CovalX Technology Used (Click each option to learn more)
Outcomes
CovalX has designed a detection system specifically for higher mass proteins and protein complexes. The HM1 and HM2 use an ion conversion detector which greatly increases the sensitivity of the mass spectrometer. Higher mass ions: incident ions collide with a conversion dynode array which creates smaller secondary ions. Then, the secondary ions are reaccelerated into a SEM and detected with higher sensitivity because of their higher velocity. The use of these detector systems for high mass protein ions helps to prevent detector saturation and allow for better sensitivity and profiling.
Experiments were performed by obtaining 12 μM thick tissue samples from the brains of adult male Wistar rats. The tissues were mounted onto conductive glass slides, frozen for an hour and washed. Following washing, the tissue sections were placed in a bath of cold acetone for 30 seconds, removed and a bath of cold 95% ethanol for another 30 seconds and finally, placed in chloroform for 1 minute.

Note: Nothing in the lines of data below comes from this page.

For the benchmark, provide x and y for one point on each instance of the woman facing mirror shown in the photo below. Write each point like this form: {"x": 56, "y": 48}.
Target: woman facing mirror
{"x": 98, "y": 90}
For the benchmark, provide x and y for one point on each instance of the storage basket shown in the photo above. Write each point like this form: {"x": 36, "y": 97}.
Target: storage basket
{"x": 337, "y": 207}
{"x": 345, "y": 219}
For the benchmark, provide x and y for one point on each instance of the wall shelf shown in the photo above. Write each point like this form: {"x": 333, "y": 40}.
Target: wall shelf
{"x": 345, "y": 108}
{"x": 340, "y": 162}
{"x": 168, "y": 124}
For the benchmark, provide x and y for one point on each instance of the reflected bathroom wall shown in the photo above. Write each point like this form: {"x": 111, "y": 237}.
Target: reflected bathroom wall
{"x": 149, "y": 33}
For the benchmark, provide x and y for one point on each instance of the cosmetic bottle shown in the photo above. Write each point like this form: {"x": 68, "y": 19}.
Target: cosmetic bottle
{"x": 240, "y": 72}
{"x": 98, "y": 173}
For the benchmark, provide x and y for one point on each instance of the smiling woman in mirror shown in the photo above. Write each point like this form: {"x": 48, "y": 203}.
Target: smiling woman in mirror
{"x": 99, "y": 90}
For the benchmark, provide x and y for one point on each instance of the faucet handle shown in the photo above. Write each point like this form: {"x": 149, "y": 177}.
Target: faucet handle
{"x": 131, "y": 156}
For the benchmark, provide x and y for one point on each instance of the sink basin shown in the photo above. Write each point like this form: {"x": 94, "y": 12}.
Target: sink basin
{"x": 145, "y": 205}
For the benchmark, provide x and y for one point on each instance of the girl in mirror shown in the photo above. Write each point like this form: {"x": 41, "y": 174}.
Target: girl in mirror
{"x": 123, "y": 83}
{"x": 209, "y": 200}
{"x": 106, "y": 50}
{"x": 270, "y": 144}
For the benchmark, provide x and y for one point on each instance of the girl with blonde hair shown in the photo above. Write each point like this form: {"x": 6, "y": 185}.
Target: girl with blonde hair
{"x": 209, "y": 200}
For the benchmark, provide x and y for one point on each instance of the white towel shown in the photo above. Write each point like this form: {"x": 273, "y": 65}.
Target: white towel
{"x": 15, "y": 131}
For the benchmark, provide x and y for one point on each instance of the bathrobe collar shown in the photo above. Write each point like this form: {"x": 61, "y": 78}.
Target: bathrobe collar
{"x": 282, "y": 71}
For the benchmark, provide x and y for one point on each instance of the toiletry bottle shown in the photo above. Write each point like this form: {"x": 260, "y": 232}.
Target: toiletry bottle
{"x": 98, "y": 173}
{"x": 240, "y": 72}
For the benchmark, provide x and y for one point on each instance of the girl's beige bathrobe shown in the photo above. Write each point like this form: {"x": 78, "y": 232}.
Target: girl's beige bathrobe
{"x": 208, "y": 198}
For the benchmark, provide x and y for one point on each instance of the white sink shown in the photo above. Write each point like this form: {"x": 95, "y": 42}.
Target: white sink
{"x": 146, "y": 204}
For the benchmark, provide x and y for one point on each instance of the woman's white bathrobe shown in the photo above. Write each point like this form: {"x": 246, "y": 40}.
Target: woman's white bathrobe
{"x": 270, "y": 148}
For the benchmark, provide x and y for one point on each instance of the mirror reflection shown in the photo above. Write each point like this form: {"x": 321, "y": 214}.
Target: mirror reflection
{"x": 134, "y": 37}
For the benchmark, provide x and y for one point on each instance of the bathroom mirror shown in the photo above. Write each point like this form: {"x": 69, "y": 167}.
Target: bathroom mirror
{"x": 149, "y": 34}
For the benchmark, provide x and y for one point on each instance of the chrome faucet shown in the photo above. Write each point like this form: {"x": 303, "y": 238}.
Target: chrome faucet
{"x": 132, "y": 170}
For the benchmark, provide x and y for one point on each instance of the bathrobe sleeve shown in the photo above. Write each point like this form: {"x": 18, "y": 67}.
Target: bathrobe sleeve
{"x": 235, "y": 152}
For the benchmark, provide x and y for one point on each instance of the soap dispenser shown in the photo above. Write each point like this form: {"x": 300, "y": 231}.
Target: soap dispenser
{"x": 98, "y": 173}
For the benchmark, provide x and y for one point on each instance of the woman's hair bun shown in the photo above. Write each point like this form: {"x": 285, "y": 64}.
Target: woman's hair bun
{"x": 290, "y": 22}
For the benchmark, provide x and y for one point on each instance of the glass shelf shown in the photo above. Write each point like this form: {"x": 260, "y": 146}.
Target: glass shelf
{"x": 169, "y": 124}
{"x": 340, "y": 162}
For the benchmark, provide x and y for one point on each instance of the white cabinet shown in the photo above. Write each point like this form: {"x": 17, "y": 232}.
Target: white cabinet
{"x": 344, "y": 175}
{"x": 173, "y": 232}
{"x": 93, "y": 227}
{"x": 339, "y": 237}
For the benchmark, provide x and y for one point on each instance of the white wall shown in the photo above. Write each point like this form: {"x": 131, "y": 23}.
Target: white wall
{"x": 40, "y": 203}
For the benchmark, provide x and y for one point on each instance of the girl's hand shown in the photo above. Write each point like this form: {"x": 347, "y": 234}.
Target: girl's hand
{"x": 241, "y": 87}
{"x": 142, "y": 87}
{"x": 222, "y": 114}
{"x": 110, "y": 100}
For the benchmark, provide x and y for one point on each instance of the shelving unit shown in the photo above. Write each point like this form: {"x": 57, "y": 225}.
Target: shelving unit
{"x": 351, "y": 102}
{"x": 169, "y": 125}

Samples were compared using different procedures (standard, HFIP, Leinweber, tween and H2O2) before 0.5 μL of the specific matrix was added using a micropipette or an automated sprayer. Each sample preparation was analyzed using a mass spectrometer that had been modified with a CovalX HM1 detection system.
Standard sample preparation: chloroform and ethanol washes, mixed with matrix of 20 mg/ml sinapic acid in acetonitrile:0.1% TFA (&;3, v/v)
HFIP sample preparation: addition of 20 mg/ml sinapic acid in pure HFIP onto washed tissue and then addition of recrystallization solution (20 mg/mL sinapic acid in acetonitrile:0.1% TFA (7:3, v/v))
Leinweber sample preparation: placement of tissue samples onto a droplet of 20 mg/ml sinapic acid in 90% ethanol that contained 0.5 % Polyethylene glycol p-(1,1,3,3-tetramethylbutyl)-phenyl ether and 0.1% TFA. The droplet was allowed to dry and a droplet of sonicated sinapic acid suspended in xylene was placed on top of the tissue sample before being dried in a vacuum desiccator. Finally, matrix droplets were applied again using 20 mg/mL sinapic acid solutions in 90% ethanol and 50% acetonitrile.
Tween sample preparation: the tissues were washed and a matrix solution (20 mg/ml sinapic acid in acetonitrile:0.1% TFA with a low concentration of polyethylene glycol sorbitan monolaurate) was added and allowed to dry.
H2O2 sample preparation: tissues were covered in a 3% solution of H2O2 before being incubated in a saturated vapor pressure chamber for 30 minutes and then dried in a vacuum desiccator. Finally, the samples were prepared using a matrix solution (20 mg/ml sinapic acid in acetonitrile:0.1% TFA (7:3, v/v)).